COMMENT: Price gouging local businesses must be punished

Two American brothers made news last month when they hoarded 17 700 bottles of hand sanitiser and started selling it on Amazon at multiple times higher than the price at which they had bought it.

They had anticipated that Americans grappling with the Covid-19 pandemic would buy the sanitiser at any price.

This angered the general public and authorities in that country who accused the siblings of price gouging, a malpractice where businesses seek to take advantage of demand and supply shocks caused by natural disasters to unjustifiably increase prices of their stock.

Amazon, one of the world’s biggest online stores, immediately pulled down the sanitiser. After being exposed and widely vilified, the siblings offered to donate the items. This week they avoided prosecution and a hefty fine after they reached a price gouging settlement with the US government.

In the US as well, the Texas Attorney General on Thursday filed a lawsuit accusing that country’s largest egg producer of price gouging. It said the company was illegally profiting off the coronavirus pandemic by selling eggs at more than 300 percent of their normal cost.

In South Africa, the national competition commission on Wednesday referred pharmaceutical retailer Dis-Chem to the Competition Tribunal for prosecution for excessive pricing during the coronavirus outbreak. The commission said since the end of last month, it received several complaints against Dis-Chem for engaging in excessive pricing of face masks and other essential hygiene items. It said before the South African government declared the Covid-19 outbreak a national state of disaster, Dis-Chem was selling three types of masks at reasonable prices. However, the price of the surgical face mask blue 50PC had been increased by 261 percent from R43,47 for a unit containing 50 masks in February to R156,95 per unit of 50 masks in March.
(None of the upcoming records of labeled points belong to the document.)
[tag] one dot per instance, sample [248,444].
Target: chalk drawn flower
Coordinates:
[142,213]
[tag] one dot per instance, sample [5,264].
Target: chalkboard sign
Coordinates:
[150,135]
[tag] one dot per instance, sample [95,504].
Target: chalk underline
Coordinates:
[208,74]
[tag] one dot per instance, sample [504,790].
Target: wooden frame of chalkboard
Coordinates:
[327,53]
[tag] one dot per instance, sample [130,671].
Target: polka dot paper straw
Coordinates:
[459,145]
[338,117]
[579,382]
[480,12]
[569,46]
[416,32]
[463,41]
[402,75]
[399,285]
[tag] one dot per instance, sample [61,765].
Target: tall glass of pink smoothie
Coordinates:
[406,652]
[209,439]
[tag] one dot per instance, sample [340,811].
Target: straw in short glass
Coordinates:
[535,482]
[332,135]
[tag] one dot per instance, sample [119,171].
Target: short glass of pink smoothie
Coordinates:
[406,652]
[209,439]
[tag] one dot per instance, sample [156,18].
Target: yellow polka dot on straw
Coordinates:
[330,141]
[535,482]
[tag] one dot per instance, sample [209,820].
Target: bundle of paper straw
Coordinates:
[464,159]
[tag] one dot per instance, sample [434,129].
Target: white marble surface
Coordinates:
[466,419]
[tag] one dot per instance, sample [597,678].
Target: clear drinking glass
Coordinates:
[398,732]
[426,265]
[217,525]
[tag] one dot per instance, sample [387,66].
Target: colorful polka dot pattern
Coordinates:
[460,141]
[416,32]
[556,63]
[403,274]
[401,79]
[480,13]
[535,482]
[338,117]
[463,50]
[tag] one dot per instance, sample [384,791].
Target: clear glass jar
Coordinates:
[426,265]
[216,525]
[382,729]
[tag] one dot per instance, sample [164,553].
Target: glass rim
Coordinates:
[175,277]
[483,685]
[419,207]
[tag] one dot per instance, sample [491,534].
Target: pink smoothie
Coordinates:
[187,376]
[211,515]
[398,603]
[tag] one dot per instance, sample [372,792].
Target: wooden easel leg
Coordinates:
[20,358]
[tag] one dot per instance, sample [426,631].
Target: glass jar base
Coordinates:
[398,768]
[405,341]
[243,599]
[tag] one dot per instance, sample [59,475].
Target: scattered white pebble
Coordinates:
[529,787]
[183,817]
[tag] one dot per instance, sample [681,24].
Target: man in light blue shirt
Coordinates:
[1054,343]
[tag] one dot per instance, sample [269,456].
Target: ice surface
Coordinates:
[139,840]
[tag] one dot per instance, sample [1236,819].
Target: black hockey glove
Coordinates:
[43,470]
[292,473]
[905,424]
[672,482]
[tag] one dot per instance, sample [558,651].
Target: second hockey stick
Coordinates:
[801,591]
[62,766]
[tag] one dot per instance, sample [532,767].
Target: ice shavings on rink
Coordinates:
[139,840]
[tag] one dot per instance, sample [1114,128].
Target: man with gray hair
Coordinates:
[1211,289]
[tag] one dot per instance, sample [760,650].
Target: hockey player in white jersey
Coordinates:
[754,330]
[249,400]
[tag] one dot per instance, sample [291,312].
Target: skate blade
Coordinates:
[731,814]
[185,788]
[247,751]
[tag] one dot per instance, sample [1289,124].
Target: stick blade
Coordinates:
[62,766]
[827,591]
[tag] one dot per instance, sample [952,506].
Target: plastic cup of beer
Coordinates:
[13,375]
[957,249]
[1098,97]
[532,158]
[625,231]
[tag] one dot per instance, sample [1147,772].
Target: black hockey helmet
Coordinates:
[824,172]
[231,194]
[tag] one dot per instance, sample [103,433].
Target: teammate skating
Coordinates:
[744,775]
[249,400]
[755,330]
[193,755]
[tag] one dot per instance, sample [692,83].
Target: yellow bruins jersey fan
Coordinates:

Earlier on March 19, President Cyril Ramaphosa’s government had imposed regulations to limit unjustified price hikes and product stockpiling to protect consumers amid the pandemic.

“We are doing this to ensure that we don’t have unjustified price hikes or stockpiling of goods. We are doing this to protect consumers and ensure fairness and social solidarity during this period,” said Trade, Industry and Competition Minister Ebrahim Patel adding that a breach of the regulations could see the concerned party incurring heavy sanctions ranging from R1 million fines, 10 percent of a company’s turnover and jail sentences of a year.

At the same time, authorities in that country imposed controls on the prices of a number of goods that include mealie-meal, cooking oil, wheat flour, rice, sugar; toilet paper, baby formula and disposable nappies among others.

In Rwanda on March 17, President Paul Kagame moved to mitigate the possibility of price gouging during the shutdown period by effecting fixed prices on food goods across the nation and also capped the amount of items an individual could buy per day. Rwanda fixed prices for 17 food items including rice, sugar and cooking oil.

In our country, most retailers are clearly guilty of price gouging, a crime that, as indicated earlier, attracts hefty fines in the US and South Africa. Luckily for local business and most unfortunately for consumers, cases of price gouging companies being prosecuted and heavily sanctioned are rare. Local retailers have price gouged consumers for decades, ignoring Government calls for them to behave. Consumers have become accustomed to the malpractice and business is getting away with it.

Luckily again for local retailers, the Government, instead of prosecuting offenders as is common practice in most jurisdictions, this week persuaded them to reduce prices that had risen unjustifiably during the lockdown that started on March 30. They reached a deal under which business would revert to the prices of basic commodities that were being charged on March 25 and placed a moratorium on the cost of the goods.

We demand that local business sticks to the agreement they reached with the Government by reducing their prices as, by their own admission, the recent increases are unjustified, speculative and not informed by any reasonable economic imperatives.

If any of them choose to violate the agreement which they voluntarily signed up to, the Government would have to harden its position against them. Price gouging is a serious crime in the US, South Africa and elsewhere, attracting enormous punishments for those found committing it. In fact, transgressors quake in their books when found, as the American brothers did to later donate the hand sanitiser they had hoarded and attempted to sell as an unjustifiable price.

There is absolutely no reason why price gouging should be tolerated here.